Los titulares hablan de hectáreas arrasadas, de incendios fuera de control, de llamas que devoran montes y casas. Pero detrás de cada cifra, detrás de cada rótulo televisivo, hay un silencio más hondo: los muertos, las personas que lo han perdido todo, familias enteras que ven reducida a cenizas la memoria de una vida. Detrás hay pueblos vacíos, caminos que ya no llevan a ninguna parte, animales calcinados sin haber tenido tiempo siquiera de huir, especies que desaparecen para siempre como si fueran un borrón en la historia natural. Un incendio no arrasa solo árboles: arrasa hábitats enteros, rompe cadenas de vida, mata el aire, quiebra los suelos. Lo que se pierde en un incendio no vuelve jamás.
Esa es la crudeza que no cabe en los titulares. Esa es la herida que no se mide en hectáreas, sino en ausencias. Cada bosque que desaparece es un pedazo de nosotros que se extingue con él. Cada especie que arde es un espejo roto de nuestra propia fragilidad.
Y mientras tanto, ahí están ellos: los que gobiernan. Los que recortan brigadas, abandonan cortafuegos, olvidan planes de prevención. Los mismos que han preferido destinar dinero público a chiringuitos para voceros fachas, a asociaciones antiabortistas, a subvencionar la tauromaquia o a inflar nóminas de los suyos antes que reforzar a los equipos que cada verano se juegan la vida en primera línea del fuego. Gobiernos autonómicos del PP y de Vox que han convertido la dejadez en doctrina y la negligencia en costumbre.
Van de patriotas. Se atan banderas a la muñeca, llenan balcones con telas descomunales, presumen de amar al campo y a la España vaciada. Pero mientras alardean de patria, dejan que la patria arda. Mientras inflan el pecho con la palabra “España”, permiten que se queme la piel de toro que tanto les gusta exhibir en sus discursos huecos. El humo que cubre nuestros montes es el verdadero retrato de su patriotismo: una bandera de ceniza.
Y no se libra el PSOE, ni Pedro Sánchez ni los suyos. Porque cuando toca actuar, cuando la catástrofe golpea como un incendio o como una DANA, se preocupan más por el relato que por la gente, más por calcular de quién es la culpa que por asumir su responsabilidad.

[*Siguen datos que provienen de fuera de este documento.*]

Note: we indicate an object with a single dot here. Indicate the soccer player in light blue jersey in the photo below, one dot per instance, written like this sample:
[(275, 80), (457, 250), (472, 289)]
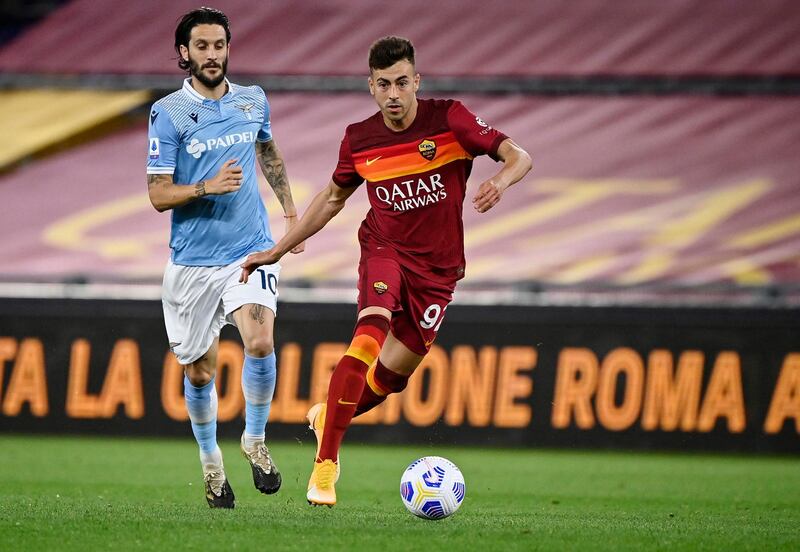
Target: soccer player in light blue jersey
[(204, 142)]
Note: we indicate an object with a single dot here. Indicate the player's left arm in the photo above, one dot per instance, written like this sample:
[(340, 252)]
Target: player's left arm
[(516, 164), (271, 162)]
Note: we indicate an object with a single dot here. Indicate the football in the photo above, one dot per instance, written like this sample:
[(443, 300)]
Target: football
[(432, 487)]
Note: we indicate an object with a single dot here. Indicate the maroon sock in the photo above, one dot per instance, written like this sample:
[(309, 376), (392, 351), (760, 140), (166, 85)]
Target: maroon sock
[(380, 383), (347, 382)]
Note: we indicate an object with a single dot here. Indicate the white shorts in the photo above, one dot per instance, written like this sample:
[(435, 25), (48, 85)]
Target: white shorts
[(199, 300)]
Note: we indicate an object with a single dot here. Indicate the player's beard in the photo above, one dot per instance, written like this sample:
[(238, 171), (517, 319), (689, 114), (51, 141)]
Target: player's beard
[(197, 72)]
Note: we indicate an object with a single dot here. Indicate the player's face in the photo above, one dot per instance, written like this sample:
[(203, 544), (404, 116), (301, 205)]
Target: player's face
[(207, 54), (395, 90)]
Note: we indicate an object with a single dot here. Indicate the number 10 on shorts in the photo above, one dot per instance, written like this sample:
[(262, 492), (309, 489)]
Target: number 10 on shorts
[(433, 316), (268, 281)]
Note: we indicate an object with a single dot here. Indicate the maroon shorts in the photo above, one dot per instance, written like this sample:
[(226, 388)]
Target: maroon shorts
[(416, 302)]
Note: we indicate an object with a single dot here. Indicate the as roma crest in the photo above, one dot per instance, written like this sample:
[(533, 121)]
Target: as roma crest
[(427, 149), (380, 287)]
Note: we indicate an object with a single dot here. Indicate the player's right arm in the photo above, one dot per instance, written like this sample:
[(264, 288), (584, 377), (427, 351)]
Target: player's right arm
[(165, 194), (325, 205)]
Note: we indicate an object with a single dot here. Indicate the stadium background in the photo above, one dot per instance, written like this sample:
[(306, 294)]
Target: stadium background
[(638, 290)]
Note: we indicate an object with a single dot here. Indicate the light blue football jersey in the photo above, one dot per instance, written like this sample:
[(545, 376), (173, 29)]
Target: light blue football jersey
[(191, 137)]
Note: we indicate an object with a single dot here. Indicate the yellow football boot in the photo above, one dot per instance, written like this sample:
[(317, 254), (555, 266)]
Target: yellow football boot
[(316, 422), (320, 486)]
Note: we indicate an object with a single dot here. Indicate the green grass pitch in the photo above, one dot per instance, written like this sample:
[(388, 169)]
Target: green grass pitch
[(70, 493)]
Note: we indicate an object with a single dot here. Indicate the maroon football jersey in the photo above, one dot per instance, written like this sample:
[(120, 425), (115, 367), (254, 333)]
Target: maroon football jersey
[(416, 182)]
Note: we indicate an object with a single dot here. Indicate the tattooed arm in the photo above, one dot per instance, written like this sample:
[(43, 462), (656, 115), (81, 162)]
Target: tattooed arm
[(165, 194), (271, 162)]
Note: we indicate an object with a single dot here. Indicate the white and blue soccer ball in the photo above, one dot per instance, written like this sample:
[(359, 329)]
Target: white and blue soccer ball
[(432, 487)]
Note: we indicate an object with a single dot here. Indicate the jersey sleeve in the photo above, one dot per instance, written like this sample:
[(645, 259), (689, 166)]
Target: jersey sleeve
[(162, 151), (345, 174), (474, 135), (265, 132)]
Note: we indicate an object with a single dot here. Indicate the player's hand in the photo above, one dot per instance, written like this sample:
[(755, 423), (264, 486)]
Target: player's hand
[(227, 180), (489, 193), (291, 222), (254, 260)]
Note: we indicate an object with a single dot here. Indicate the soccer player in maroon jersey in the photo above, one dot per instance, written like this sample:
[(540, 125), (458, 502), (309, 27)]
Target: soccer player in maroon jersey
[(415, 156)]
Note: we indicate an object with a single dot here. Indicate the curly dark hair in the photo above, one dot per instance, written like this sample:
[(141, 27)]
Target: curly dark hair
[(388, 50), (200, 16)]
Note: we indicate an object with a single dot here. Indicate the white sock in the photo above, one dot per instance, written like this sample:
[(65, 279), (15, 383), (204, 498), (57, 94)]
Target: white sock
[(252, 440), (211, 459)]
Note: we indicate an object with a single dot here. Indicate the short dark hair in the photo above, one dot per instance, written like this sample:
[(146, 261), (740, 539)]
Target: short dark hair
[(388, 50), (200, 16)]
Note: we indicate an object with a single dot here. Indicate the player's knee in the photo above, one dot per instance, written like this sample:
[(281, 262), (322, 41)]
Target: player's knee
[(198, 378), (259, 346)]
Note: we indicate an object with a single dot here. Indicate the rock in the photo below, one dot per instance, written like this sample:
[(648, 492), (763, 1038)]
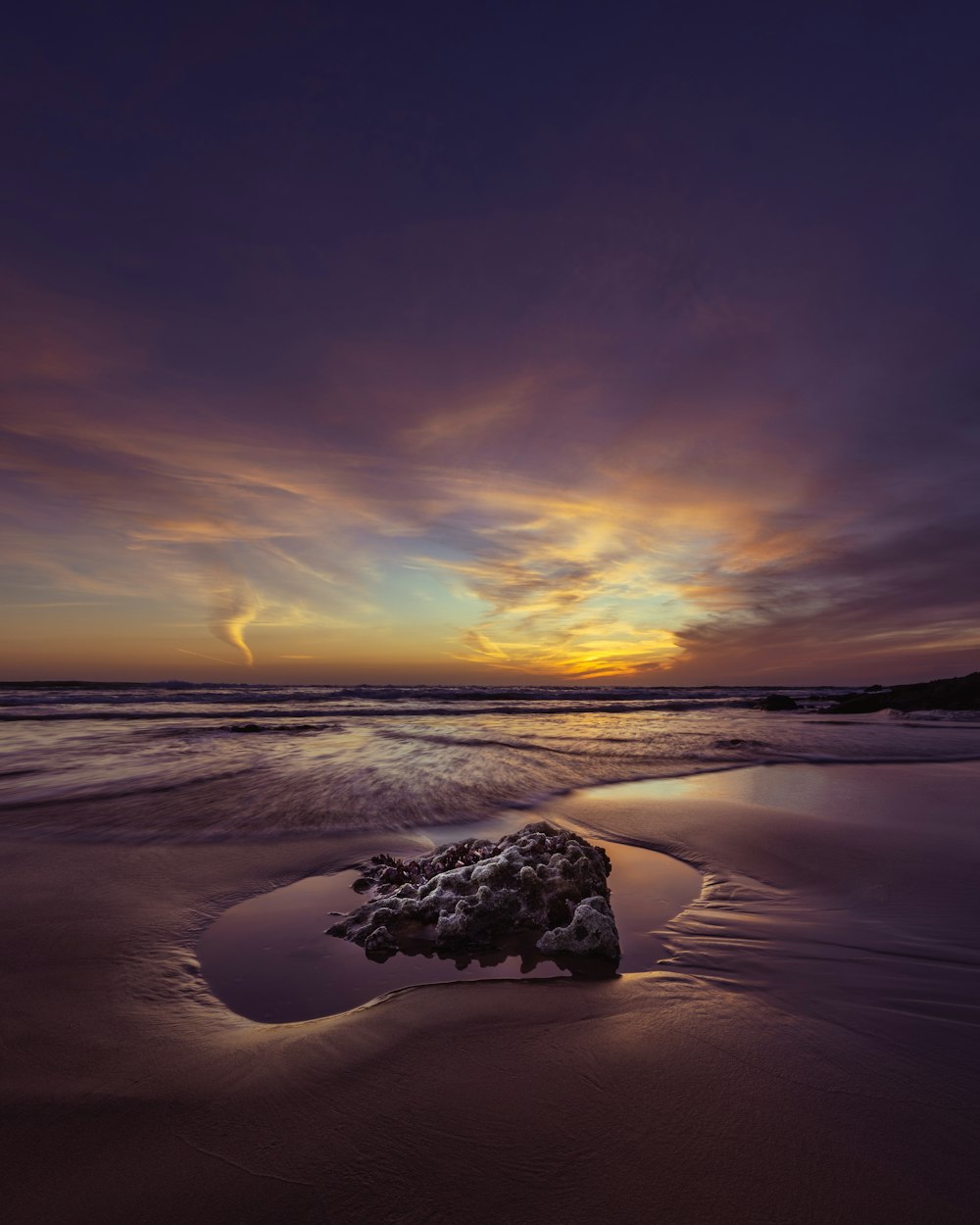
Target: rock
[(778, 702), (592, 932), (950, 694), (475, 895)]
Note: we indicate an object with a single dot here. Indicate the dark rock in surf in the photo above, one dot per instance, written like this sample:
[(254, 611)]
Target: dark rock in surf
[(951, 694), (778, 702), (473, 896)]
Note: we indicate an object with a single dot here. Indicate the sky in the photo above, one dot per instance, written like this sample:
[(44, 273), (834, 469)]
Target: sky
[(468, 343)]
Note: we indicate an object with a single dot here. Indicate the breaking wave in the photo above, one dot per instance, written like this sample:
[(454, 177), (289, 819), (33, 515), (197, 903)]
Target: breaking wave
[(179, 762)]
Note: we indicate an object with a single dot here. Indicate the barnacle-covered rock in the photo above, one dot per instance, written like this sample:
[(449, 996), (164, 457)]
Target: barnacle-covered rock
[(471, 896), (592, 932)]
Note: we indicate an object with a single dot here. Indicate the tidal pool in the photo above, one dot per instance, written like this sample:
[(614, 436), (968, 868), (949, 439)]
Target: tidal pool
[(270, 959)]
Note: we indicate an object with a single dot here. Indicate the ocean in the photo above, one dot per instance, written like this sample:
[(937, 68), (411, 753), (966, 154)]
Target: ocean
[(175, 760)]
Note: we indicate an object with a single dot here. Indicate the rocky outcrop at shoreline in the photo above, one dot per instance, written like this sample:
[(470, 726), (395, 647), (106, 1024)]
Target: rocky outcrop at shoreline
[(951, 694), (476, 895)]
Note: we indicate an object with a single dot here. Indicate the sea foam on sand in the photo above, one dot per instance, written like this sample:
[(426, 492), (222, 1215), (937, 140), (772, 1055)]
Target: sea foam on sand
[(809, 1056)]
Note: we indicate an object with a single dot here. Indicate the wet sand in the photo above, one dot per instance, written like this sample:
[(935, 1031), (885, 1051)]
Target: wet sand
[(811, 1054)]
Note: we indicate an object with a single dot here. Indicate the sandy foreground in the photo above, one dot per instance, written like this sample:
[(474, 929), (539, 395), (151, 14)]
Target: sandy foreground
[(812, 1054)]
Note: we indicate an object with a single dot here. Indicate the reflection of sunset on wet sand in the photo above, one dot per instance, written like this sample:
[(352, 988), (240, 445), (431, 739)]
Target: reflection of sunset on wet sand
[(426, 420)]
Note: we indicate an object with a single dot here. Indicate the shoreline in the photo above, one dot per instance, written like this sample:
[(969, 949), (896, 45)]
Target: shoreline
[(808, 1056)]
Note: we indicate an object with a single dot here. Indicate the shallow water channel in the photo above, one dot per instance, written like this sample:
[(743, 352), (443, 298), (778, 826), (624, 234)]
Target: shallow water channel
[(269, 958)]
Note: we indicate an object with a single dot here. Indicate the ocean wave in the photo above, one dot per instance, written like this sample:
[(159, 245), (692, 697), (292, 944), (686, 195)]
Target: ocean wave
[(191, 773)]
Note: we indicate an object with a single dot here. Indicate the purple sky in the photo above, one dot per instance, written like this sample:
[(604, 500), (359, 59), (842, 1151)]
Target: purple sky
[(447, 342)]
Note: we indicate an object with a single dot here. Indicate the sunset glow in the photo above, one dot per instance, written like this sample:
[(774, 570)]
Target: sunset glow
[(622, 432)]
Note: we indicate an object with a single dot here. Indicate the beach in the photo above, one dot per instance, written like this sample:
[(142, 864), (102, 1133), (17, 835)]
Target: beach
[(808, 1054)]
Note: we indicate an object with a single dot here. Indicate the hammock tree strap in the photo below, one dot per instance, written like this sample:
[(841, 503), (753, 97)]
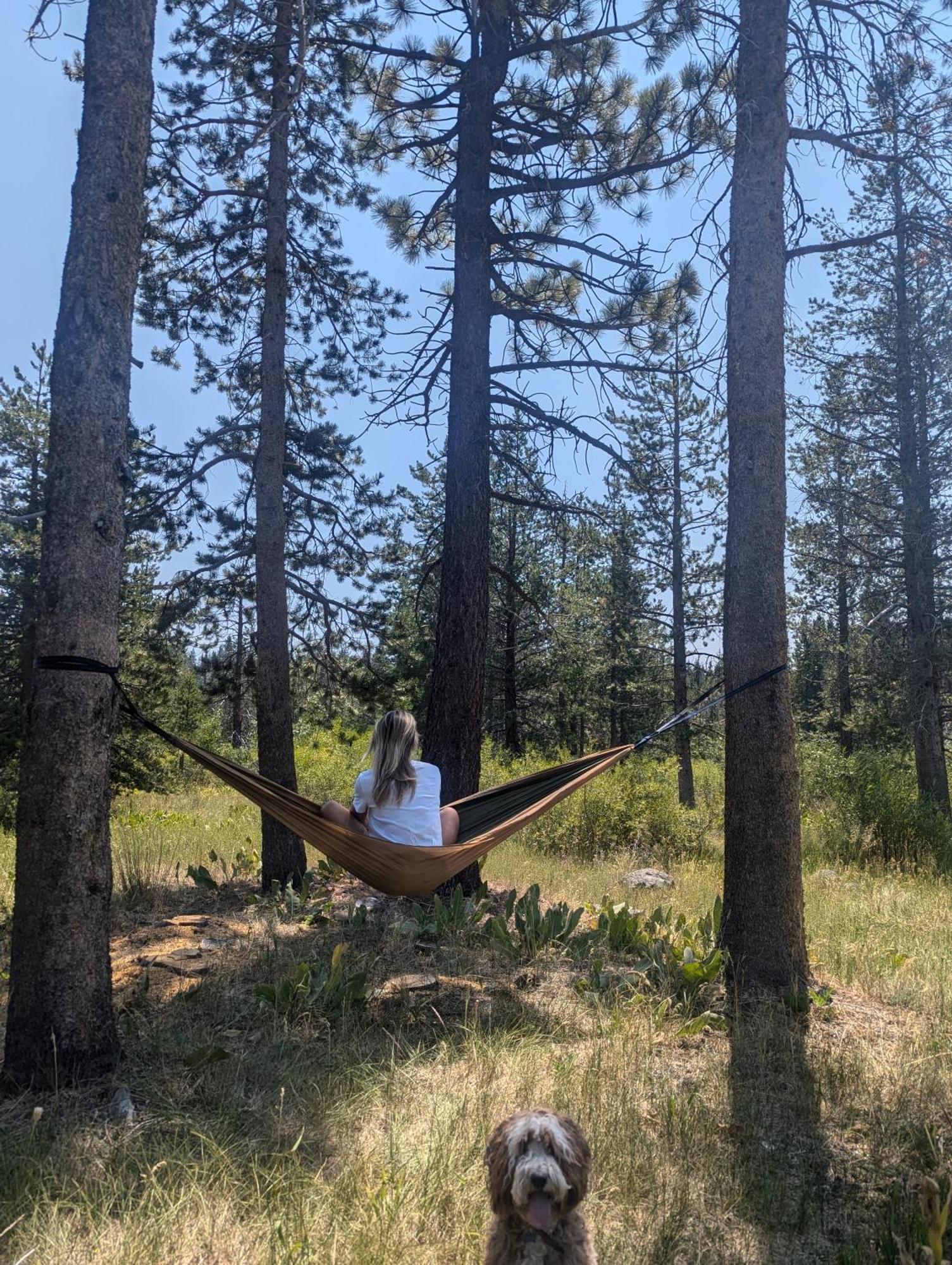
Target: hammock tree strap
[(398, 870)]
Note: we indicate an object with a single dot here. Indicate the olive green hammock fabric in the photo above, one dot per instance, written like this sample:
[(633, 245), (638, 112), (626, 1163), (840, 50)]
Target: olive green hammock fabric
[(397, 870)]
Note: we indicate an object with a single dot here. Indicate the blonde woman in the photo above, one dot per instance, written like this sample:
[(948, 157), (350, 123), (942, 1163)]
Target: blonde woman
[(398, 799)]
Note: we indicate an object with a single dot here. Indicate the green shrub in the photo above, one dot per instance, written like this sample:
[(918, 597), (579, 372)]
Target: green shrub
[(672, 956), (533, 930), (459, 916), (632, 808), (863, 809)]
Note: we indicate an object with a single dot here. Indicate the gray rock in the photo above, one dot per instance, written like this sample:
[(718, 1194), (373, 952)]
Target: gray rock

Prefieren arañar cinco votos en el reparto de acusaciones antes que quitarle a esta gentuza las competencias que gestionan de manera criminal. Miran de perfil, con discursos huecos y promesas que se esfuman con el humo, mientras la tierra sigue ardiendo y la gente sigue perdiendo todo.
Y tampoco se salvan los ecologistas de parque y jardín, esos que solo pisan el campo para hacerse cuatro fotos para Instagram, con pose de salvadores del planeta y zapatillas nuevas. El campo no es un fondo para tus stories, no es un decorado para tu postureo urbano. El campo tiene sus propias lógicas, su dureza, su silencio, su vida salvaje. Y eso jamás lo entenderá quien reduce la naturaleza a un atrezzo de fin de semana.
Más grave aún son los ecologistas de despacho, los que legislan desde el asfalto sin haber pasado una noche en un monte ni haber hablado con un pastor o un bombero forestal. Esos que redactan normas desde la comodidad ministerial como si los bosques fueran parques urbanos y la vida rural una postal bucólica. Convierten la gestión forestal en un laboratorio de ocurrencias, cargándose tradiciones de cuidado y prevención que llevaban siglos protegiendo el monte. Son la arrogancia disfrazada de verde, los que hablan en nombre de la tierra sin haber manchado nunca sus zapatos de barro.
Los incendios no son un accidente inevitable, son la consecuencia directa de la desidia de unos, de la cobardía de otros y del espejismo cómodo de quienes creen que basta con posar para salvar un bosque. Cada hectárea calcinada, cada familia destrozada, cada vida perdida lleva sus siglas en la ceniza.
Porque detrás de cada incendio está el fuego. Y detrás del fuego, siempre, los culpables: unos por acción, otros por omisión, y otros por frivolidad. Su patria no es la tierra: su patria es la ceniza.